Problem 2: Merge K Sorted Lists

Problem description: Given k sorted linked lists, merge them into one globally sorted linked list.

What we are doing actually:

  1. Put the head of each non-empty list into a min-heap.
  2. Repeatedly remove the smallest node.
  3. Append that node to the answer and push its next node if it exists.
public ListNode mergeKLists(ListNode[] lists) {
    PriorityQueue<ListNode> pq = new PriorityQueue<>(Comparator.comparingInt(a -> a.val));
    for (ListNode node : lists) if (node != null) pq.offer(node); // Seed heap with list heads.

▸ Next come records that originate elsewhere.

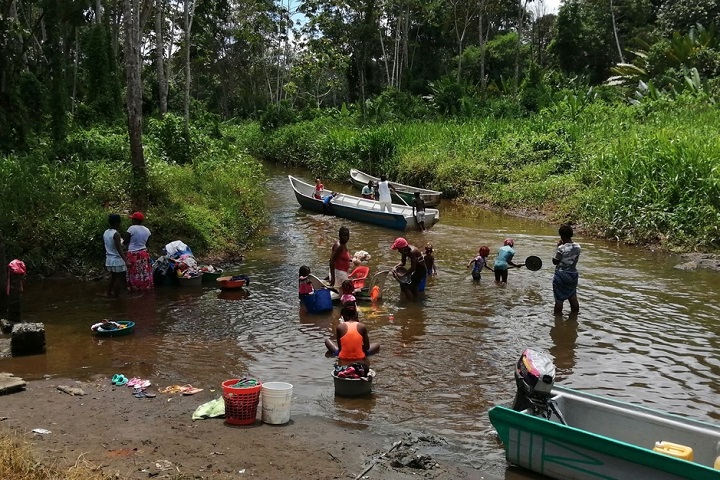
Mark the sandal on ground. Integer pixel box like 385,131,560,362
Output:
180,384,203,395
158,385,185,393
128,378,152,388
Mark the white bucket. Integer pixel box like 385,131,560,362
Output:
260,382,292,425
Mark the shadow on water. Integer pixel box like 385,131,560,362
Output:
1,164,720,479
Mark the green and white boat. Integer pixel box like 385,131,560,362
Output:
350,168,442,207
489,350,720,480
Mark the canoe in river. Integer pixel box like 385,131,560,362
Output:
350,168,442,207
288,175,440,230
489,368,720,480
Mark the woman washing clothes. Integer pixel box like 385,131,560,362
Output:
125,212,155,291
325,302,380,361
390,237,427,300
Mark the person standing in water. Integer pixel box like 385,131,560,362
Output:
412,192,425,232
378,175,395,213
465,245,492,282
125,212,155,291
493,238,523,284
103,214,128,297
553,225,581,314
390,237,427,300
330,227,350,288
325,302,380,361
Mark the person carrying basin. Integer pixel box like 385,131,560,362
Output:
390,237,427,300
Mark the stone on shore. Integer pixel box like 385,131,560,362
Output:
10,323,45,356
0,373,26,395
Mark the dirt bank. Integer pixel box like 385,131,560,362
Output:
0,378,492,480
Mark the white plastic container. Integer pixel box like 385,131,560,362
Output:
260,382,292,425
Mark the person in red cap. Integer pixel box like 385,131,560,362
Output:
390,237,427,300
493,238,525,284
125,212,154,291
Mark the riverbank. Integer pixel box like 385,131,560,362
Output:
0,378,484,480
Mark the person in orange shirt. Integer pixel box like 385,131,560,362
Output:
325,303,380,360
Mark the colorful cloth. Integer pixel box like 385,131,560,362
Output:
127,250,155,291
553,270,578,302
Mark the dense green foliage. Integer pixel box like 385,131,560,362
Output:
0,0,720,272
248,95,720,249
0,119,265,274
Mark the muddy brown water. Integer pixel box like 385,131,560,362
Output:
0,167,720,479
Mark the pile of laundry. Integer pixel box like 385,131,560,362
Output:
333,362,375,380
153,240,201,283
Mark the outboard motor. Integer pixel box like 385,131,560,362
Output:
512,348,565,423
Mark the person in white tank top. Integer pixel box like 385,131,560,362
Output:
103,214,127,297
125,212,155,291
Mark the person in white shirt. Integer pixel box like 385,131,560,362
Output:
378,175,395,213
125,212,155,291
553,225,582,315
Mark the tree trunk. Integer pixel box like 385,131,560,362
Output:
155,0,168,118
610,0,625,63
125,0,147,209
0,232,8,318
184,0,195,128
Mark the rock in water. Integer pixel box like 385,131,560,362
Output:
58,385,85,396
10,323,45,356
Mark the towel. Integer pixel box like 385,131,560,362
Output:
192,397,225,420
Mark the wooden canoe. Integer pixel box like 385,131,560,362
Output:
288,175,440,230
489,386,720,480
350,168,442,207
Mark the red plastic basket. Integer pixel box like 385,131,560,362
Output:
223,378,262,425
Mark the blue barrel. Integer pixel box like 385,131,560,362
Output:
303,289,332,313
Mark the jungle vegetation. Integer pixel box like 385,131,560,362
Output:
0,0,720,273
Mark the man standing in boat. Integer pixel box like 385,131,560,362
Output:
378,175,396,213
413,192,425,232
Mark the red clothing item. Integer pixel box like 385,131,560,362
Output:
335,247,350,272
313,183,325,200
338,322,365,360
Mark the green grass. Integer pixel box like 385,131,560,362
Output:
0,122,267,274
249,99,720,250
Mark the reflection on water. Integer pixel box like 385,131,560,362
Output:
1,163,720,479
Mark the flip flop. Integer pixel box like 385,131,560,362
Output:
180,385,203,395
127,378,152,388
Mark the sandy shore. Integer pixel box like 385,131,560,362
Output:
0,378,492,480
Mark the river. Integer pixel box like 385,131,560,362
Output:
0,167,720,479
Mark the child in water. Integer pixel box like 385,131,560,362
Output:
340,280,355,305
465,245,493,282
298,265,313,300
325,302,380,360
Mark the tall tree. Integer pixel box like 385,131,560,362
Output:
155,0,168,117
124,0,147,209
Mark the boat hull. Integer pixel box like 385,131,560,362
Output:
350,168,442,207
489,387,720,480
288,176,440,230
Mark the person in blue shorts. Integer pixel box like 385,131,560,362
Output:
493,238,525,284
553,225,581,314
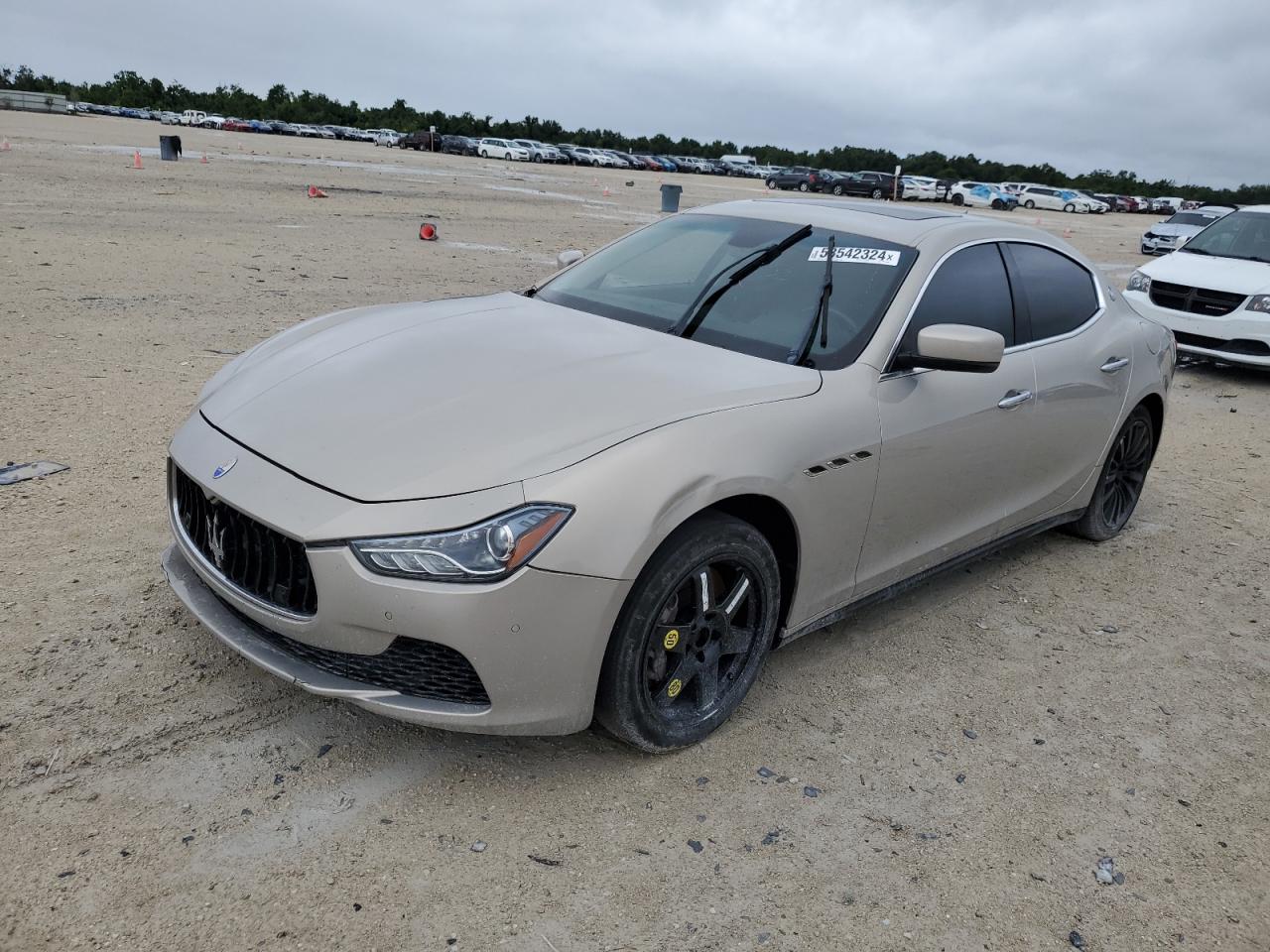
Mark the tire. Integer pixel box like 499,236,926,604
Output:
1067,407,1156,542
595,512,781,753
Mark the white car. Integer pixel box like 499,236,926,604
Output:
1140,204,1234,255
902,176,945,202
512,139,563,163
476,139,530,163
1124,204,1270,369
1019,185,1089,213
949,181,1019,212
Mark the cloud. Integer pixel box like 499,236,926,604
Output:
3,0,1270,185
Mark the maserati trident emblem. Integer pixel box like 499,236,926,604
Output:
207,510,234,568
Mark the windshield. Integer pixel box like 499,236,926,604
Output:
536,214,917,369
1165,212,1221,228
1181,212,1270,263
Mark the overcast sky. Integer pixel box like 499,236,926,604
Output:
0,0,1270,185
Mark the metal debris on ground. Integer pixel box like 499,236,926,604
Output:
0,459,71,486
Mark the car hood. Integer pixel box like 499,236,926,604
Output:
1142,251,1270,295
199,294,821,503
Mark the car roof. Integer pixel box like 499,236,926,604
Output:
684,196,1072,254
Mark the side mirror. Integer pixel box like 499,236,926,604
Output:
895,323,1006,373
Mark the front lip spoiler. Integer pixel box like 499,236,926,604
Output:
163,543,490,730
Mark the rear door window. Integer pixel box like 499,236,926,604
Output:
1006,242,1098,344
899,244,1015,353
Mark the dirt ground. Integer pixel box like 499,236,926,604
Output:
0,113,1270,952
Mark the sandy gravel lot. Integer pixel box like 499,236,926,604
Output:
0,113,1270,952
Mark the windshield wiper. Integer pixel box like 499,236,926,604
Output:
785,235,838,367
670,225,812,337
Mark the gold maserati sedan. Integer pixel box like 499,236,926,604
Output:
164,196,1176,752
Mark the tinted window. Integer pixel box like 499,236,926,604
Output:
1008,244,1098,340
899,245,1015,353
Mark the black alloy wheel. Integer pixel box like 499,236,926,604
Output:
1068,407,1156,542
595,512,780,752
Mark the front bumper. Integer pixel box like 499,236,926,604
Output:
163,543,629,734
1124,291,1270,368
164,414,631,734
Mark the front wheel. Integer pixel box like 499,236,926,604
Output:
1070,407,1156,542
595,513,781,753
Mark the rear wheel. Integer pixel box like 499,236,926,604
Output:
595,513,781,753
1070,407,1156,542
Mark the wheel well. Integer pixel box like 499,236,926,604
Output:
1138,394,1165,456
710,495,799,631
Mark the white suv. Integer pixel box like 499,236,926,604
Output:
1124,204,1270,369
476,139,530,163
1019,185,1091,212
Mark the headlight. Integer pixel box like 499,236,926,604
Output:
349,503,572,581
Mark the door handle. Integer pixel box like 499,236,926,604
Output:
997,390,1031,410
1098,357,1129,373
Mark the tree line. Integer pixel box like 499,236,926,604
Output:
0,66,1270,204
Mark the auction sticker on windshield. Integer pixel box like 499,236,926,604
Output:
807,246,899,268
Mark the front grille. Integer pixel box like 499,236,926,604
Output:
1151,281,1244,317
1174,331,1270,357
226,606,489,707
171,463,318,615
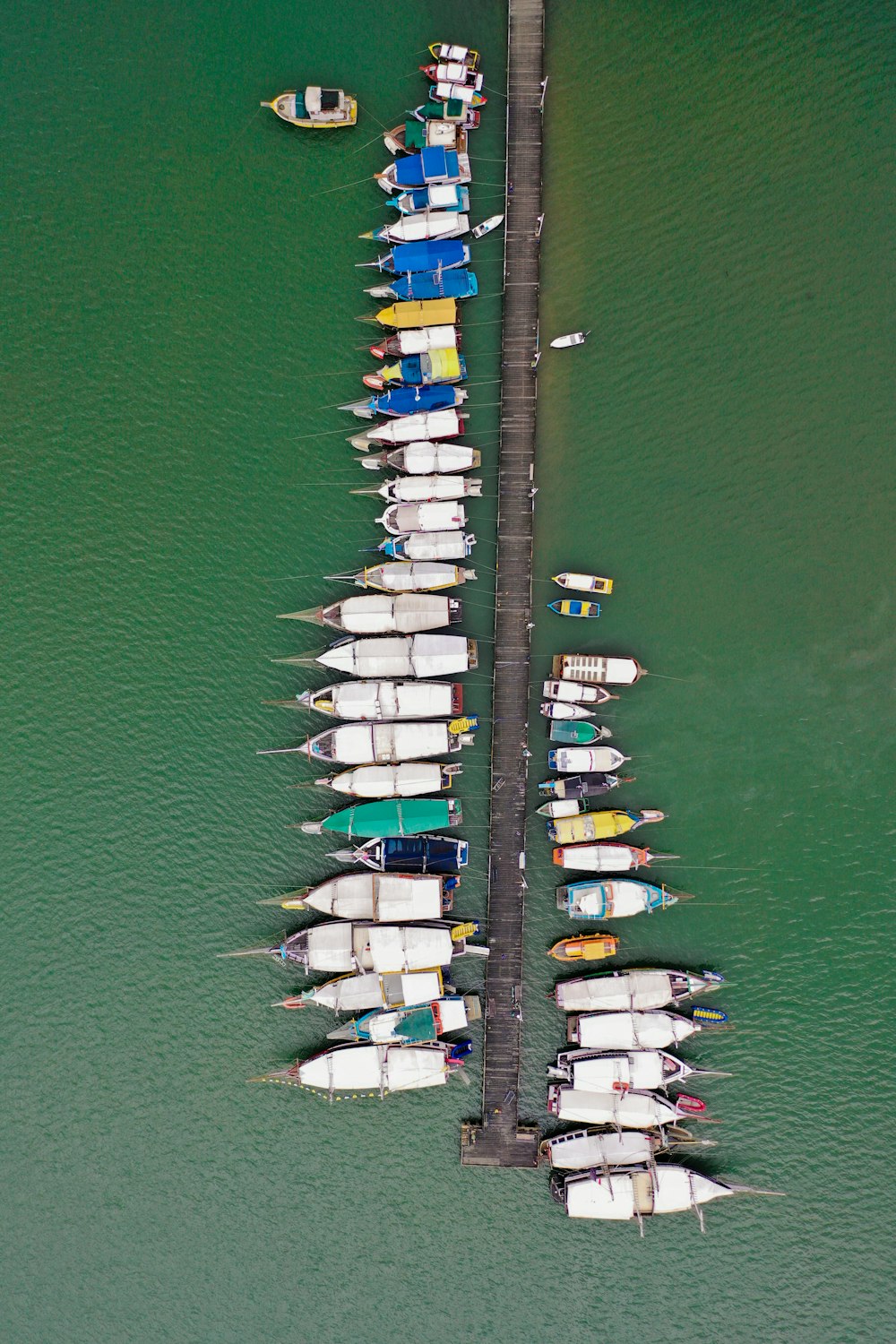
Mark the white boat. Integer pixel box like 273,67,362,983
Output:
551,331,591,349
567,1010,726,1050
290,682,463,723
548,1083,705,1129
548,747,630,774
554,968,724,1012
362,475,482,504
361,441,482,476
277,593,462,634
349,409,466,453
541,682,619,704
270,871,461,922
288,719,476,765
376,500,466,537
281,634,478,679
314,761,461,798
471,215,504,238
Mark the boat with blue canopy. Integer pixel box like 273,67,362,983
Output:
356,238,473,276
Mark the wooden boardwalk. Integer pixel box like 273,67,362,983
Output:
461,0,544,1167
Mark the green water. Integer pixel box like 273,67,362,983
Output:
0,0,895,1344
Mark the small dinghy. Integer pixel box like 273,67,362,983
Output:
554,967,724,1012
557,878,685,919
361,440,482,476
261,873,461,922
254,1040,473,1099
277,593,463,634
538,701,594,719
262,85,358,131
548,597,600,621
326,561,476,593
271,634,478,680
548,1083,707,1129
548,933,619,964
470,215,504,238
376,500,466,537
551,570,613,593
301,798,463,833
548,726,613,746
314,761,462,798
551,331,591,349
326,995,482,1045
567,1008,728,1050
551,844,678,873
328,835,470,873
541,682,619,704
548,809,665,844
548,747,629,774
281,682,463,723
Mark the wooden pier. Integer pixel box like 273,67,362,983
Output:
461,0,544,1168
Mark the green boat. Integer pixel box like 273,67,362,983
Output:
299,798,461,839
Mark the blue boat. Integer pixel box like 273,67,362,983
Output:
364,271,479,298
358,238,471,276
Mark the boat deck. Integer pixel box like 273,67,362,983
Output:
461,0,544,1167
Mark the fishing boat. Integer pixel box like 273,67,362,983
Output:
548,720,613,746
271,968,452,1013
548,1083,707,1129
340,383,468,419
551,331,591,349
538,774,634,801
280,682,463,723
379,532,476,561
538,701,594,719
374,145,471,194
352,476,482,504
314,761,462,798
329,835,470,873
554,967,724,1012
541,682,619,704
538,1125,712,1171
262,85,358,131
567,1008,728,1050
551,1164,778,1233
429,42,479,70
326,561,476,593
553,573,613,593
548,933,619,962
376,500,466,537
557,878,683,919
548,809,664,844
548,597,600,621
551,844,678,873
551,653,645,685
264,717,479,765
548,747,629,774
470,215,504,238
271,634,478,680
349,410,466,453
262,873,461,924
361,440,482,476
364,271,478,300
355,238,473,276
277,593,462,634
301,798,463,840
326,995,482,1045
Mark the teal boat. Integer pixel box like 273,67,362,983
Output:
548,719,613,747
301,798,461,839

    ListNode dummy = new ListNode(0), tail = dummy;
    while (!pq.isEmpty()) {
        ListNode cur = pq.poll(); // Smallest current node across all list heads.
        tail.next = cur; // Append to merged list.
        tail = tail.next;
        if (cur.next != null) pq.offer(cur.next); // Next node from same list becomes a candidate.
    }
    return dummy.next;
}

Debug steps:

  • print the heap head before each poll
  • trace which list contributed the next node
  • test empty lists, one list, and multiple uneven list lengths

Common Mistakes

  1. Wrong heap type (min vs max)
  2. Comparator bugs for custom objects
  3. Forgetting to cap heap size in top-k problems
  4. Assuming heap gives sorted iteration order

Comparator Safety Note

Avoid subtraction-based comparators due to overflow risk:

Bad:

(a, b) -> a.val - b.val

Better:

Comparator.comparingInt(node -> node.val)

Debug Checklist

When heap results are wrong:

  1. print heap size changes after each offer/poll
  2. verify comparator direction matches problem goal
  3. verify cap logic (if (pq.size() > k) pq.poll()) executes correctly
  4. assert non-empty heap before peek/poll in edge cases

Heaps fail silently when comparator semantics are inverted.


Practice Problems

  1. Kth Largest Element in an Array (LC 215)
    LeetCode
  2. Top K Frequent Elements (LC 347)
    LeetCode
  3. Find Median from Data Stream (LC 295)
    LeetCode
  4. Merge k Sorted Lists (LC 23)
    LeetCode
  5. Task Scheduler (LC 621)
    LeetCode
  6. IPO (LC 502)
    LeetCode

Key Takeaways

  • Heaps optimize repeated extreme-element access.
  • Size-capped heaps are a standard top-k tool.
  • Two-heap balancing is the canonical streaming median pattern.